Díli, 06 jul (Lusa) - Um
ex-diplomata da ONU que fez parte da equipa de Timor-Leste espiada pela
Austrália em 2004, condenou hoje a decisão da justiça australiana em julgar
dois homens que revelaram esta operação de espionagem.
Em declarações ao jornal The
Guardian, Peter Galbraith considerou a acusação aos dois homens uma ação
"vingativa e sem sentido", quando o que a Austrália devia fazer era esquecer
este "episódio pouco edificante".
No final de junho, o Ministério
Público australiano decidiu acusar o antigo agente dos serviços de informação
australiano, conhecido apenas por 'testemunha K' e o seu advogado, Bernard
Collaery, de conspiração, num julgamento que deve começar a 25 de julho.

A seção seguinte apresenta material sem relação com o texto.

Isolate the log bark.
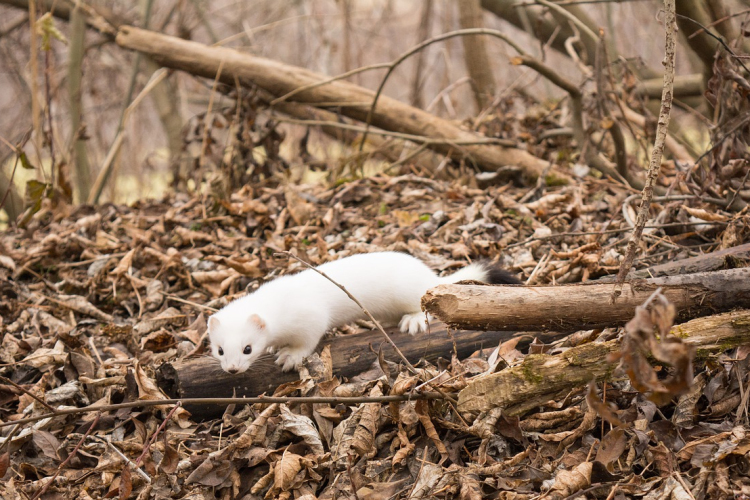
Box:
[458,310,750,415]
[116,26,570,182]
[156,325,555,419]
[422,268,750,332]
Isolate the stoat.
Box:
[208,252,519,373]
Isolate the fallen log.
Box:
[422,268,750,333]
[458,310,750,415]
[115,26,570,183]
[156,325,556,419]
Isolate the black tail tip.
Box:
[487,264,523,285]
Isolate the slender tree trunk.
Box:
[410,0,435,108]
[458,0,495,111]
[68,3,91,203]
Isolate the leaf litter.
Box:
[0,146,750,500]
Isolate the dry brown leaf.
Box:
[109,248,136,277]
[273,451,304,492]
[31,429,60,460]
[595,427,628,472]
[414,399,448,461]
[118,465,133,500]
[280,405,325,455]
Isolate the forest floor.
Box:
[0,169,750,500]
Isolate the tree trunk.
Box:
[116,26,569,182]
[458,0,495,111]
[596,243,750,283]
[422,268,750,332]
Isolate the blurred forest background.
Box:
[0,0,747,225]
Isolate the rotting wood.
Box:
[458,309,750,415]
[157,325,555,419]
[111,26,570,183]
[422,268,750,332]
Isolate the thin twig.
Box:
[359,28,526,153]
[610,0,677,302]
[276,117,518,147]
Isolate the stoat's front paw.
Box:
[398,312,432,335]
[276,347,305,372]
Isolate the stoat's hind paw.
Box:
[398,312,432,335]
[276,347,308,372]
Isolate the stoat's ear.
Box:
[247,314,266,330]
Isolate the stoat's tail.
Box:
[440,262,521,285]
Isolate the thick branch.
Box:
[116,26,562,182]
[422,268,750,332]
[157,325,553,419]
[458,310,750,415]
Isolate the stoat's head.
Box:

Os dois foram acusados de revelar
informação secreta, segundo um comunicado do Ministério Público. Caso sejam
considerados culpados em julgamento enfrentam uma pena máxima de dois anos de
prisão.
Peter Galbraith, diplomata
norte-americano ao serviço das Nações Unidas em Timor-Leste em 2004, fez parte
da equipa timorense que estava em negociações com a Austrália sobre o futuro do
Mar de Timor, altura em que Camberra usou a cobertura de um suposto programa
humanitário para colocar equipamento de espionagem nos espaços principais do
Palácio do Governo em Díli.
Galbraith insistiu que a operação
de espionagem conduzida contra ele e outros funcionários de Timor-Leste foi
"claramente um crime" à luz da lei internacional.
"É apenas vingativo e
inútil, é hora de seguir em frente. Finalmente, depois de 18 anos, a Austrália
fez a coisa certa [assinando o tratado de petróleo e gás em março desde ano].
Aceite os elogios, que são merecidos, e siga em frente", considerou.
A notícia da acusação está a
causar polémica na Austrália, tanto pelos fundamentos em si como pelo facto da
audiência poder vir a ser realizada à porta fechada.
Essa possibilidade foi já
criticada por vários altos quadros da justiça australiana, incluindo um ex-juiz
do Tribunal Supremo de Nova Gales do Sul, Anthony Whealy, que disse que tal
medida seria "perturbadora".
"A noção de que se pode ter
um julgamento secreto, sem um júri, e mandar alguém para a prisão dois anos - é
muito chocante", acrescentou Galbraith.
Em declarações à imprensa na
semana passada, o advogado Bernard Collaery afirmou que o seu cliente não era
um denunciador tendo utilizado os canais internos apropriados para levantar
preocupações sobre operação de espionagem.
De acordo com o advogado, a Testemunha
K apresentou uma reclamação ao inspetor geral de inteligência e segurança e
recebeu permissão para divulgar a operação.
O procurador-geral, Christian
Porter, disse na semana passada que a decisão de processar a 'Testemunha K' e
Collaery foi feita de forma independente pelo responsável do Ministério Público
da Commonwealth.
O caso, que só foi descoberto em
2013, causou um dos momentos de maior tensão diplomática entre Díli e Camberra,
especialmente porque a espionagem foi feita quando os dois países negociavam as
fronteiras marítimas.
A 'testemunha K' foi a chave da
denúncia apresentada por Timor-Leste contra a Austrália por espiar o Governo
timorense durante as negociações prévias de um acordo em 2004, com o objetivo
de favorecer a Austrália e o consórcio australiano liderado pela Woodside
Petroleum.
As acusações foram conhecidas
quando o legislador independente Andrew Wilkie, um ex-agente do serviço de
informações que se converteu em informante, revelou-as na sede do parlamento em
Camberra.
"Este Governo quer converter
um ex-agente da ASIS e o seu advogado em criminosos", referiu Wilkie
diante do Parlamento.
A 'testemunha K' deveria ter dado
o seu testemunho no Tribunal Permanente de Arbitragem, em Haia, no caso de
espionagem apresentado por Timor-Leste, mas não pode sair da Austrália porque o
seu passaporte foi confiscado em 2012.
Timor-Leste, por fim, retirou a
acusação como um ato de boa vontade antes de assinar um acordo em março passado
com a Austrália para delimitar a sua fronteira marítima e pôr fim à disputa que
os dois países mantiveram nos últimos anos pelo controlo de uma zona que inclui
a rica reserva de petróleo e gás Greater Sunrise.